Mourad Belhaj
17 Avril 2021•Mise à jour: 18 Avril 2021
AA / Ankara
Les gardes côtes grecs n’en finissent pas de commettre les pires exactions contre les migrants irréguliers qui tentent de rejoindre l'Europe à travers la Grèce.
Dernier forfait en date, une vidéo largement partagée sur les réseaux sociaux relate le témoignage de deux réfugiés qui ont failli être brûlés vifs par des représentants des autorités grecques.
Les deux victimes, qui ont été secourues en mer par les gardes côtes turcs, expliquent qu’elles ont quitté la ville de Çeşme en Turquie, en direction de la Grèce, avant d’être interpellés par la police grecque.

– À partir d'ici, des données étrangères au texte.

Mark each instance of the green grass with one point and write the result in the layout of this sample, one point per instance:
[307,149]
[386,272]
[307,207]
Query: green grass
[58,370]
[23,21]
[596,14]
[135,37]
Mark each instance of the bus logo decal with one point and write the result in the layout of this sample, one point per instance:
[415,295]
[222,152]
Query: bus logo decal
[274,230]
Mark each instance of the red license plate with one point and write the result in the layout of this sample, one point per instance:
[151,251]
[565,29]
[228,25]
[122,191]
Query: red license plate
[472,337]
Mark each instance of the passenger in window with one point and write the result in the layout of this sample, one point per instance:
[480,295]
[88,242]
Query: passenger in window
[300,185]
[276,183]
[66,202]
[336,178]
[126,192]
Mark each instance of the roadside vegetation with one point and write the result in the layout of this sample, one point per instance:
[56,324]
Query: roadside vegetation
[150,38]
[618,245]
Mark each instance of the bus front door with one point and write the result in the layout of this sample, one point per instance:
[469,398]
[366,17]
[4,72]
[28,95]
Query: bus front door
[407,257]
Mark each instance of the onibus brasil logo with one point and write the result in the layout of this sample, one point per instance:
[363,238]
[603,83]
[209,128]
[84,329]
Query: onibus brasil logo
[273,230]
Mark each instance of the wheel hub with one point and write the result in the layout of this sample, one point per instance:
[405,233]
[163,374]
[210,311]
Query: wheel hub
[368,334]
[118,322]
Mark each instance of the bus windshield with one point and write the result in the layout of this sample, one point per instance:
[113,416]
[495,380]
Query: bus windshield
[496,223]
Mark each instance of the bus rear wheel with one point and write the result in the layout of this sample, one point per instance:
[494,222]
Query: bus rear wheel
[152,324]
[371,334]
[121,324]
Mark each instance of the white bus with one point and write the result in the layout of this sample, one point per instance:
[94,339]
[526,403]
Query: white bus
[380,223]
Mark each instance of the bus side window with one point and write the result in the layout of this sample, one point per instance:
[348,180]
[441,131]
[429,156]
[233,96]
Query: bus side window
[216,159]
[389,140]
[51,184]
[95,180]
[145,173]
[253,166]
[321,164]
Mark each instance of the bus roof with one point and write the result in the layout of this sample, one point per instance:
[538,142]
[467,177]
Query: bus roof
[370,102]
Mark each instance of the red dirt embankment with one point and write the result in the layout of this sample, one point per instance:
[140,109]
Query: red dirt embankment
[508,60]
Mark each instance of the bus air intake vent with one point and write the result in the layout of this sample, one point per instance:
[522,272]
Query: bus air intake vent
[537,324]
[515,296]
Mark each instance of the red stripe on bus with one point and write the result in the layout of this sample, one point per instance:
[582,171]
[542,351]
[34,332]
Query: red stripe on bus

« La police grecque a confisqué nos téléphones et notre argent, puis une policière nous a demandé de quitter les lieux », a témoigné l’un des migrants.
Et d’ajouter : « Ensuite la policière a apporté de l’essence et nous a aspergés avant de mettre le feu ». Les deux migrants qui montraient les traces de leurs brulures à la caméra ont rapporté que les policiers grecs leur auraient dit : « Vous avez été brulés parce que vous ne voulez pas repartir en Turquie ».
Les deux hommes ont également affirmé que les gardes côtes grecs ont trainé leur embarcation vers le large, et les ont ainsi abandonnés en pleine mer.
La vidéo qui a été relayée sur les réseaux sociaux, a notamment été retwittée par le ministre turc de l’intérieur, Süleyman Soylu, avec le commentaire suivant : « Les forces de l'ordre grecques tentent de brûler les gens, en les aspergeant d'essence, ce qui laisse présager un massacre sous l'égide de l'Europe ».
Et le ministre turc de renchérir : « L'Europe entrera dans l'histoire comme l'instigatrice de cette situation délétère, en favorisant la Grèce et en gardant le silence sur ce qui se passe là-bas ».
Les autorités grecques obligent régulièrement des embarcations de migrants à s’éloigner de leurs côtes, les contraignant à se diriger vers les eaux territoriales turques.
Pas plus tard que vendredi soir, les garde-côtes turcs ont secouru 110 migrants irréguliers repoussés vers les eaux turques par la Grèce, à Canakkale, dans le nord-ouest de la Turquie, ainsi que 26 autres abandonnés en mer à bord d’une embarcation de fortune au large d’Izmir.